You hope that moisture
will surge again up the green
stalks and flesh out
the lily petals’ crumpled,
The mums last the longest.
Before that, you pluck
out the rosebuds, their pink
heads hanging in shame for
their failure to revive.
The ferns fronds are
resilient, but eventually
they shrivel. And you are left with
the container, made in England
stamped on its ivory base.
In response to this poem, Virginia Owens sent me, by e-mail, the image of a still life painting by the Dutch painter Ambrosius Bosschaert--an artfully arranged bouquet of flowers--lilies, peonies, tulips, narcissi--against a dark background. The key to the meaning of this picture is in the realization that there’s a small fly waiting on the ground beside the vase, and a caterpillar (presumably hungry) climbing up the tulip stem. Both decay and bodily corruption are waiting for their turn.

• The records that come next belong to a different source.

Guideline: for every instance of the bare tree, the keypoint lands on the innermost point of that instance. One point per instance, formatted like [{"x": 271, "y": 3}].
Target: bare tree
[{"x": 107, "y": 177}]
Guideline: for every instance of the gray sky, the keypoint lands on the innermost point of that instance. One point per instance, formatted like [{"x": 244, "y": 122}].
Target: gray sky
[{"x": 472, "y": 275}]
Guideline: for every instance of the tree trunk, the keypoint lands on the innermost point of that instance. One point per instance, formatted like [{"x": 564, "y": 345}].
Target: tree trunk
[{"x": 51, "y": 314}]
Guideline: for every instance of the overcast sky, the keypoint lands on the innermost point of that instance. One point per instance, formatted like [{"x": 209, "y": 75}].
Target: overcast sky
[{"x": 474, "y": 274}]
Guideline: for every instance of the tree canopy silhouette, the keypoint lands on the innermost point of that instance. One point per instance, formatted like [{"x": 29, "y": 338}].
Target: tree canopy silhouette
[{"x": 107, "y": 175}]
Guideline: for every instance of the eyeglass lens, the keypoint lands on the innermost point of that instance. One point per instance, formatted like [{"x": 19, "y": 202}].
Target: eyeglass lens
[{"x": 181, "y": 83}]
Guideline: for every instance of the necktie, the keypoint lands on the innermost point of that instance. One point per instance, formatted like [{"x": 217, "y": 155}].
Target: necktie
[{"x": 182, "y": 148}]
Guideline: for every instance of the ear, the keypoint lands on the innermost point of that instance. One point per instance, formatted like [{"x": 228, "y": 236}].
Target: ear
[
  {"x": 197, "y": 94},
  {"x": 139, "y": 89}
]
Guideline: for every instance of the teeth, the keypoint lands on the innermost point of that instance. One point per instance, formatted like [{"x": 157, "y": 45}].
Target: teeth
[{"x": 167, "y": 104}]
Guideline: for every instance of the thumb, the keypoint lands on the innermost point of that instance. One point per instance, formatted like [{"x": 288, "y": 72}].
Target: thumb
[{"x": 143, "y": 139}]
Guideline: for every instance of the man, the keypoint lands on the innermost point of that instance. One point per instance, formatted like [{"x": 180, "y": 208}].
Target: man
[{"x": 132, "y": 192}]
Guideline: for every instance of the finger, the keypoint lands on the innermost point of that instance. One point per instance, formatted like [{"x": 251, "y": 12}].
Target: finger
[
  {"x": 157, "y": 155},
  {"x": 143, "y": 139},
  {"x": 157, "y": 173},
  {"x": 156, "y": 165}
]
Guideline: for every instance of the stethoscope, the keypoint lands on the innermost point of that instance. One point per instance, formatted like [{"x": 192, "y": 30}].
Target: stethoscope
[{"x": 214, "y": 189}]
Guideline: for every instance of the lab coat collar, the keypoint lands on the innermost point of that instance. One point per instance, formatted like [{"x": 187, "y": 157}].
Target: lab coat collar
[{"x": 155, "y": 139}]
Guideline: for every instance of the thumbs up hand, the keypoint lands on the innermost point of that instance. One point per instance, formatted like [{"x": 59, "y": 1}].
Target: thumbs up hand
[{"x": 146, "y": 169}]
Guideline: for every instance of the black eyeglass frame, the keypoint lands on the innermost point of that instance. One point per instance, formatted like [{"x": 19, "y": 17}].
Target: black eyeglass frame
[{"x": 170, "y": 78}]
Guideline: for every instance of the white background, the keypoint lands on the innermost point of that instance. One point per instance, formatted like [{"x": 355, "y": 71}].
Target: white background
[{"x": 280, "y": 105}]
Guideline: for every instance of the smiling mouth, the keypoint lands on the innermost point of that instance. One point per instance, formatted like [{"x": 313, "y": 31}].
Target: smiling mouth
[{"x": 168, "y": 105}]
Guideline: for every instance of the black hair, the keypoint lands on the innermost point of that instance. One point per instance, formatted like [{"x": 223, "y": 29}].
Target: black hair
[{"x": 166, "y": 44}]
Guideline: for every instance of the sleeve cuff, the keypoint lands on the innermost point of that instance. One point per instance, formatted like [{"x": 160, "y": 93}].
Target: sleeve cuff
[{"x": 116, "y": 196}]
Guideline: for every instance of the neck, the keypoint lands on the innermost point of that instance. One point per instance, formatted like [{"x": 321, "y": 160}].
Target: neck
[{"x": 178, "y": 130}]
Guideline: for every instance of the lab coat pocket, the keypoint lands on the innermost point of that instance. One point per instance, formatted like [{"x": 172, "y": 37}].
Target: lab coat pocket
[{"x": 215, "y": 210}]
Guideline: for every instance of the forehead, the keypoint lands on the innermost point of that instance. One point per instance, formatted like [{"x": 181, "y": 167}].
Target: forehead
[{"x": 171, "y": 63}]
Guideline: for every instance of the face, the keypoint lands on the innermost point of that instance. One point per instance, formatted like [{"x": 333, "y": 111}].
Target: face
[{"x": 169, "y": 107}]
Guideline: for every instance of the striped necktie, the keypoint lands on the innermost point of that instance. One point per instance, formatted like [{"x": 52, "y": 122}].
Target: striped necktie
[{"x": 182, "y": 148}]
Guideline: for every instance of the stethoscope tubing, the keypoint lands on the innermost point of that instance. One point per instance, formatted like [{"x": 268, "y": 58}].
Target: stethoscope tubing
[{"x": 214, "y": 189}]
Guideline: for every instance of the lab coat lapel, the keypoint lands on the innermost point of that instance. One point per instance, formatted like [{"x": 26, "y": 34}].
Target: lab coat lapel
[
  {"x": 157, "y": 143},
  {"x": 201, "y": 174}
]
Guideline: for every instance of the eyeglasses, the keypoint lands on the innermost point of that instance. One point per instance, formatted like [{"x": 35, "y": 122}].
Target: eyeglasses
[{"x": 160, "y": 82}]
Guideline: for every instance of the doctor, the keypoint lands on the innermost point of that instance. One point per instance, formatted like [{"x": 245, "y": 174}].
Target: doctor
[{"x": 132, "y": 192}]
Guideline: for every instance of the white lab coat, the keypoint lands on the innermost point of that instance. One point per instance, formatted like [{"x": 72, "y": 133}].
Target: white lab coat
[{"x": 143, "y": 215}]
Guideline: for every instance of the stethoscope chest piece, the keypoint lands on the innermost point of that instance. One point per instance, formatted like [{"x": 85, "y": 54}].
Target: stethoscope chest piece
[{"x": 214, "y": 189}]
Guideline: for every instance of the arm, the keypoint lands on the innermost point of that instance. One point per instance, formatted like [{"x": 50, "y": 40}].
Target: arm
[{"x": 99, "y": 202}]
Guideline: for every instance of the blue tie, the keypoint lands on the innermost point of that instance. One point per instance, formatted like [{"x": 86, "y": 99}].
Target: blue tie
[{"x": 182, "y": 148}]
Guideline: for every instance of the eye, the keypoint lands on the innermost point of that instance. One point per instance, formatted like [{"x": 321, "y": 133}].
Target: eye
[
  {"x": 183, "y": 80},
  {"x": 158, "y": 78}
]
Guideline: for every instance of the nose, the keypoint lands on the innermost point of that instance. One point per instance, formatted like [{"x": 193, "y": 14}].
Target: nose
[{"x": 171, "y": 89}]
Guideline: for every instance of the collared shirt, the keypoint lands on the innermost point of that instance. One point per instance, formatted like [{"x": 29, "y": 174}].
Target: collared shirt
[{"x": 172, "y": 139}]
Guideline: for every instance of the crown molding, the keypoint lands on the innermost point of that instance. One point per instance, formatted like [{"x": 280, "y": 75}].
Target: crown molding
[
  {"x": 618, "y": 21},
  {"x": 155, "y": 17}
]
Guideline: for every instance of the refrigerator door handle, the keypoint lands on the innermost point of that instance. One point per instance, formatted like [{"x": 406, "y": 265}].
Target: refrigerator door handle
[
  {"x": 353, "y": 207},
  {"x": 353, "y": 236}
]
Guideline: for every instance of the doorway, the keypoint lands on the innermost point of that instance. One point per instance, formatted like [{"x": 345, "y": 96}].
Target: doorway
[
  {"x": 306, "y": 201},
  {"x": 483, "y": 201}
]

About the same time that I received the e-mailed painting, my friend Jennie posted on Facebook a photo of a salmon swimming upstream to spawn in a local Bellingham creek. She saw it a while back while hiking and snapped it with her cell phone camera. The salmon was huge and tattered and she said it took four tries before it made it over the rock slide, in the end “throwing itself” through the air to clear its obstacle. I know that salmon die right after spawning. This is their final effort, and it reminded me of the intimate connection between old death and new life. Though this recognition does not erase the importance or necessity of the dying part of the equation, I’m feeling buoyant with the idea that dying is part of birthing and new life is building on and taking the place of the old.
Freedom doesn’t stand alone. It implies release from something or towards something. From pain to relief. From gravity to levity. From depression to exhilaration. From restriction to release. Without limitation and restriction freedom would have little meaning. If freedom were all we had, it would lose its significance. And so, I think of this from Anglican divine Richard Hooker: “The light would never be so acceptable, were it not for that usual intercourse of darkness. . .God will have them that shall walk in light to feel now and then what it is to sit in the shadow of death. A grieved spirit therefore is no argument of a faithless mind.” I’ve remembered this truth again and again as my ups decline into downs, my highs into lows. This reminder only confirms what I know but still need to learn. Light comes not in spite of the darkness, but to balance and penetrate it.
©Luci Shaw, 2011.
1 Long for This World, Jonathan Wiener, Ecco, 2010.
2 John Wilson, Christianity Today, Oct. 2010, p. 61.